Wednesday, March 26, 2014

Virtues of the Twofold Path


Nietzsche believed that the classical ideal affirmed all the more important instincts and that Christian morals were anemic morals. The strengthening affirmations of life in Paganism, said Nietzsche, were impoverished with the denial of nature in Christianity.

In Christianity, the Involutionary Inward Path experience of beatitude (called Enlightenment in the East) allows not even a hint of the desires of the world (sin) because complete detachment from the world is required for this blissful experience. This necessarily puts the forces of life and the instincts under the ban of the Inward Path to beatitude.

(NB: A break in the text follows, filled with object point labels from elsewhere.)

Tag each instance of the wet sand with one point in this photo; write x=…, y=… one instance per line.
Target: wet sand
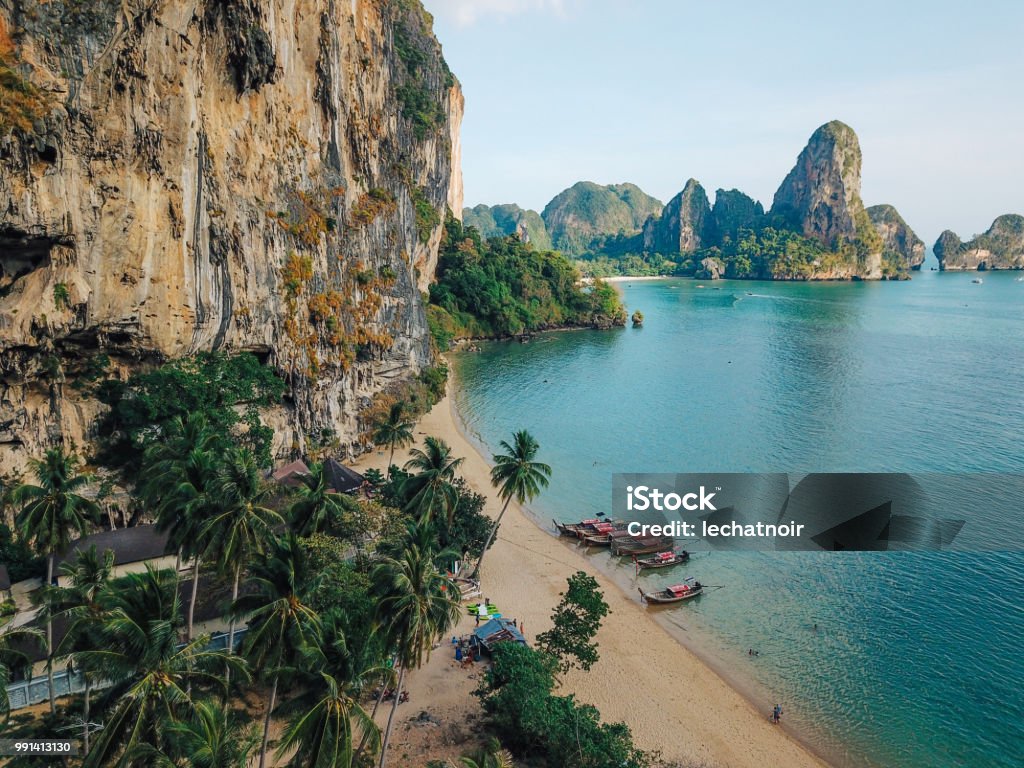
x=671, y=699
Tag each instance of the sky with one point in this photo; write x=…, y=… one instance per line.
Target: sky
x=728, y=92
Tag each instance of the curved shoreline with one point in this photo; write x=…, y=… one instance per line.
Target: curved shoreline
x=672, y=699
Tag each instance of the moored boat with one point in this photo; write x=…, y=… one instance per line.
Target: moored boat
x=663, y=559
x=674, y=594
x=648, y=546
x=566, y=528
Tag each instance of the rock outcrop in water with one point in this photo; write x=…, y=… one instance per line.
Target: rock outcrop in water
x=227, y=174
x=585, y=212
x=734, y=211
x=685, y=224
x=898, y=240
x=1000, y=247
x=820, y=197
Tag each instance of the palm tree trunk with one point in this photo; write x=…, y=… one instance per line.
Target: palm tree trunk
x=373, y=714
x=266, y=723
x=491, y=538
x=230, y=629
x=390, y=718
x=49, y=635
x=192, y=603
x=85, y=725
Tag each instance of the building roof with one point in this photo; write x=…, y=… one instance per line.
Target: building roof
x=498, y=631
x=129, y=545
x=289, y=474
x=341, y=478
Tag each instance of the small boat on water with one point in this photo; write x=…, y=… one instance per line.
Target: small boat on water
x=584, y=527
x=567, y=528
x=663, y=559
x=650, y=546
x=674, y=594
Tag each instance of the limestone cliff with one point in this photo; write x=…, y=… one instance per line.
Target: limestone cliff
x=820, y=199
x=898, y=240
x=734, y=211
x=1000, y=247
x=585, y=212
x=501, y=220
x=265, y=175
x=685, y=224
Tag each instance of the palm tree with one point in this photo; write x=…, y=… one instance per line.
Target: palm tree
x=51, y=513
x=322, y=736
x=151, y=673
x=80, y=605
x=282, y=628
x=393, y=430
x=213, y=737
x=429, y=492
x=317, y=508
x=415, y=607
x=516, y=475
x=13, y=658
x=242, y=527
x=181, y=471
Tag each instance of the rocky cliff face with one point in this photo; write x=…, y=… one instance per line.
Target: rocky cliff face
x=685, y=224
x=265, y=175
x=508, y=219
x=820, y=197
x=1000, y=247
x=734, y=211
x=576, y=217
x=898, y=240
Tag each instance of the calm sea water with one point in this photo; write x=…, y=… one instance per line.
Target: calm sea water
x=910, y=659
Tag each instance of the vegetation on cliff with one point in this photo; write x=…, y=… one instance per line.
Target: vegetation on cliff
x=999, y=247
x=576, y=217
x=503, y=287
x=497, y=221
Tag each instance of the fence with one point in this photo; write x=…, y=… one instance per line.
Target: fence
x=66, y=682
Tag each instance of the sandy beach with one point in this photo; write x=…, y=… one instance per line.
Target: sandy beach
x=670, y=698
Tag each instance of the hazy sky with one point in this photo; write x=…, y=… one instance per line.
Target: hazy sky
x=728, y=91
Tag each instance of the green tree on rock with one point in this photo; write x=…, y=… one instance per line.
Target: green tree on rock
x=576, y=620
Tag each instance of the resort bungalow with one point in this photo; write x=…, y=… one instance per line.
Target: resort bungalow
x=133, y=548
x=341, y=478
x=290, y=474
x=497, y=631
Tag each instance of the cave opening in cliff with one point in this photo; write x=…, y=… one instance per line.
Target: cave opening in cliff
x=22, y=253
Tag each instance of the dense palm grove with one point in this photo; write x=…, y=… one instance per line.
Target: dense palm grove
x=339, y=596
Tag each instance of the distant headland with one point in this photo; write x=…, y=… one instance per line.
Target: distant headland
x=817, y=227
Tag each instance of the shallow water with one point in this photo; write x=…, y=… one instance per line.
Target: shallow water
x=918, y=658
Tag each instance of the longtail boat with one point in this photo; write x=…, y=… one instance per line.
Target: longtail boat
x=567, y=528
x=643, y=546
x=674, y=594
x=601, y=536
x=663, y=559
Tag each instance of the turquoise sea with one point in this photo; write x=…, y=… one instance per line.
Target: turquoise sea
x=911, y=659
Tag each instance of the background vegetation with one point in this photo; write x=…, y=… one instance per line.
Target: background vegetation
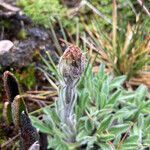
x=113, y=101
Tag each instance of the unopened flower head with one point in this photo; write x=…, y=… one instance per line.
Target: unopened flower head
x=72, y=63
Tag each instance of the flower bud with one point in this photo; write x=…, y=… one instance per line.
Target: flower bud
x=72, y=64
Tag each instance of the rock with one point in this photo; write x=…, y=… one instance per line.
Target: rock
x=38, y=33
x=18, y=54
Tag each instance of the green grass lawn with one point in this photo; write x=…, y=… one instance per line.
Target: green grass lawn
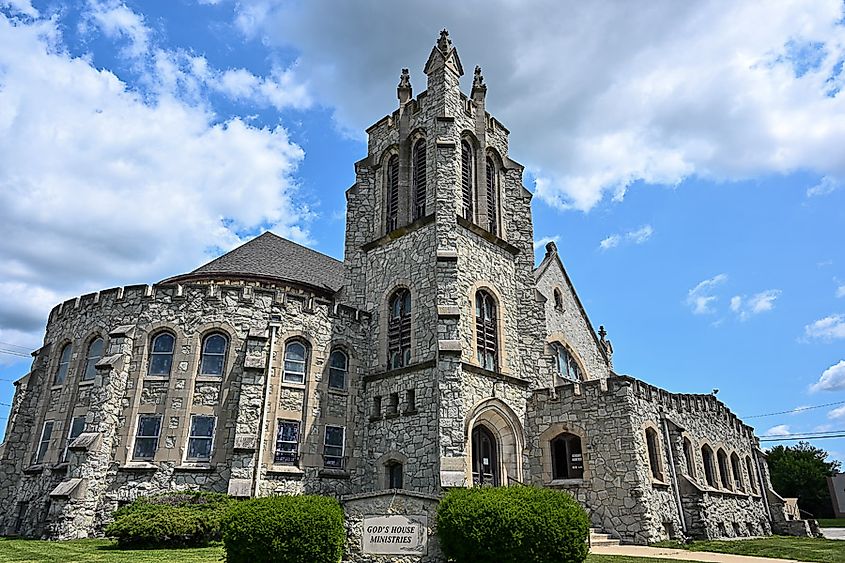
x=802, y=549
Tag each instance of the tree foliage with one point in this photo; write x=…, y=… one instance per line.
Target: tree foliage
x=801, y=471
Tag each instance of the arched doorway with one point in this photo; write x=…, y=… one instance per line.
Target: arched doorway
x=485, y=462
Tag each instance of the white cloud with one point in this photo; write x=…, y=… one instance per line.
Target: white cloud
x=700, y=298
x=826, y=185
x=116, y=20
x=832, y=379
x=779, y=430
x=684, y=89
x=100, y=185
x=827, y=328
x=636, y=236
x=754, y=305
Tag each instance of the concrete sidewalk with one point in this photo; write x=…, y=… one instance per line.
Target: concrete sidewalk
x=680, y=554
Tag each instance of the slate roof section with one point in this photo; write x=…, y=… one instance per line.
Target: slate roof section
x=272, y=257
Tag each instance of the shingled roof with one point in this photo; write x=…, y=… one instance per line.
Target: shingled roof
x=272, y=257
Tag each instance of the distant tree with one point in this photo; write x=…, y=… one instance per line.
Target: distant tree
x=801, y=471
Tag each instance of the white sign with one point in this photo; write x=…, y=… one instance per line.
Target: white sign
x=395, y=535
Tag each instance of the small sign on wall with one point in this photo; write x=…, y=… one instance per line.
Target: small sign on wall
x=395, y=535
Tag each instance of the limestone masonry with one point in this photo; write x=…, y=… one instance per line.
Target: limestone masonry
x=434, y=356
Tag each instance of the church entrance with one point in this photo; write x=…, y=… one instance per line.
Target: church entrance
x=485, y=463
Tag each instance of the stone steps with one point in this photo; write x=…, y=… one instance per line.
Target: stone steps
x=599, y=538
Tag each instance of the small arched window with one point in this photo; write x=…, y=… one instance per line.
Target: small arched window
x=567, y=459
x=567, y=366
x=736, y=470
x=486, y=331
x=724, y=472
x=399, y=329
x=213, y=354
x=64, y=364
x=558, y=299
x=94, y=355
x=418, y=155
x=709, y=466
x=296, y=355
x=161, y=357
x=492, y=198
x=338, y=368
x=654, y=459
x=466, y=180
x=392, y=192
x=393, y=474
x=688, y=455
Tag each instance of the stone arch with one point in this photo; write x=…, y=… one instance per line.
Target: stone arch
x=503, y=423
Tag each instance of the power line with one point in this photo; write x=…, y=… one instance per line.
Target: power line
x=797, y=409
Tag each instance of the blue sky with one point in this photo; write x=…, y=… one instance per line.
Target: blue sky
x=688, y=162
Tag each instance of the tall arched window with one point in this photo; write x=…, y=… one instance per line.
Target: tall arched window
x=724, y=472
x=418, y=155
x=736, y=470
x=161, y=357
x=567, y=366
x=486, y=331
x=338, y=368
x=709, y=465
x=399, y=329
x=64, y=364
x=654, y=459
x=213, y=354
x=567, y=459
x=466, y=180
x=492, y=198
x=94, y=355
x=392, y=192
x=296, y=356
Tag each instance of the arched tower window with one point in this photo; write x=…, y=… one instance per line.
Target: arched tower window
x=567, y=459
x=399, y=329
x=567, y=366
x=213, y=356
x=338, y=368
x=94, y=354
x=161, y=357
x=492, y=198
x=296, y=360
x=466, y=180
x=64, y=364
x=418, y=155
x=486, y=331
x=654, y=460
x=392, y=192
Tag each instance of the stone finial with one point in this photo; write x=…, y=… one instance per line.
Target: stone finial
x=404, y=91
x=444, y=43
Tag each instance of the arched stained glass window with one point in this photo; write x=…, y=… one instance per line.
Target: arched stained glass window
x=399, y=329
x=94, y=355
x=392, y=192
x=486, y=331
x=161, y=357
x=419, y=178
x=466, y=180
x=213, y=354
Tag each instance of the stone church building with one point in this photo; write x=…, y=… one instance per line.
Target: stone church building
x=435, y=355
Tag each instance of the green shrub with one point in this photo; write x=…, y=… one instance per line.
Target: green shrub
x=512, y=525
x=173, y=519
x=289, y=529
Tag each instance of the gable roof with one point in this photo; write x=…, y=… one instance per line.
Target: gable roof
x=274, y=258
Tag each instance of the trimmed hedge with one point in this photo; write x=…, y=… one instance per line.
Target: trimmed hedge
x=292, y=529
x=174, y=519
x=512, y=525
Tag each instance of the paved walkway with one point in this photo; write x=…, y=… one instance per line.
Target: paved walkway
x=681, y=554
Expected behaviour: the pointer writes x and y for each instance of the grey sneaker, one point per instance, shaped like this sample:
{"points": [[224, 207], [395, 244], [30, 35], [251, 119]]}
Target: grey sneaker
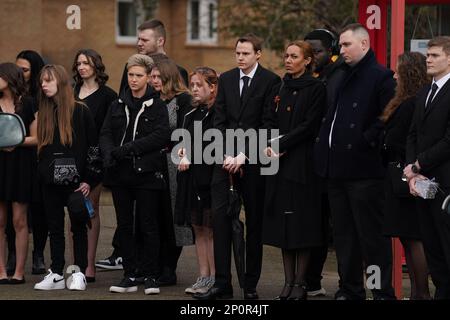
{"points": [[199, 284]]}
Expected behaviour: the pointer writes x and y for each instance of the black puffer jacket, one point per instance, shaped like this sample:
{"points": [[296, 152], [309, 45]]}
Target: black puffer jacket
{"points": [[150, 134]]}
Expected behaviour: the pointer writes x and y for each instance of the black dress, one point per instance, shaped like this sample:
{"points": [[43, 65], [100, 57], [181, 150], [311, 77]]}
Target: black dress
{"points": [[193, 203], [292, 215], [98, 103], [400, 218], [17, 167]]}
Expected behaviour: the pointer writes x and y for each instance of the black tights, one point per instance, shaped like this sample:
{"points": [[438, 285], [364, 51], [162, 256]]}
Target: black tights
{"points": [[295, 264], [417, 267]]}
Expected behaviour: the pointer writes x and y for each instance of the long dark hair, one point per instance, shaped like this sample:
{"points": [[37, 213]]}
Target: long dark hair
{"points": [[412, 76], [13, 75], [95, 60], [64, 100], [36, 64]]}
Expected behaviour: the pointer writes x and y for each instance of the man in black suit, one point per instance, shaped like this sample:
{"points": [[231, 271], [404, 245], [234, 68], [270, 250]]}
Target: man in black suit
{"points": [[428, 154], [347, 154], [151, 40], [242, 102]]}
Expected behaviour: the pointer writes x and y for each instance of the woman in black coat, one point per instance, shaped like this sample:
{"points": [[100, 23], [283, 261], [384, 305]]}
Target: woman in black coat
{"points": [[69, 162], [401, 218], [91, 89], [292, 218], [134, 133]]}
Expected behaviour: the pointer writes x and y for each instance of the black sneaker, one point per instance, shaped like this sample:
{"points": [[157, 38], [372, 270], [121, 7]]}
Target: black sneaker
{"points": [[167, 279], [111, 263], [151, 286], [125, 286]]}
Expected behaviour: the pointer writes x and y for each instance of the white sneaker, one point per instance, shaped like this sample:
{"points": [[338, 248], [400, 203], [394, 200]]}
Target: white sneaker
{"points": [[317, 293], [52, 281], [77, 281], [199, 286]]}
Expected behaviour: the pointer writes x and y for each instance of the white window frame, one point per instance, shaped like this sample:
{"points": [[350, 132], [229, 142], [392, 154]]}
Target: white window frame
{"points": [[127, 40], [204, 23]]}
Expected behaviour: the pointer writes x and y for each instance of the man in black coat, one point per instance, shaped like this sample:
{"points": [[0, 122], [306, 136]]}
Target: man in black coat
{"points": [[151, 40], [242, 102], [327, 69], [428, 154], [347, 154]]}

How does the Twofold Path reconcile this duality between life and non-life? Not by rejecting religion as Nietzsche did, which led to all kinds of philosophical chaos. The Involutionary Inward Path is seen as the symbolic-experience (blissful as it is) of real Godhood reached through the Evolutionary Outward Path of material and supermaterial evolution.

The Pagan virtues (from the Greeks) of prudence, justice, courage and temperance were in any case introduced into the Christian virtues of faith, hope and charity, perhaps because they were necessary for living real life. But to bring nature and religion together more is needed. This means including the virtues required in our material and supermaterial evolution to real, not symbolic, Godhood. Improving the qualities of intelligence, beauty, and good character are needed. Higher consciousness and intelligence allow us to better advance in our upward evolution toward higher species of existence, and eventually to Godhood. The Twofold Path of theological materialism does this within the Ordered Evolution of tradition.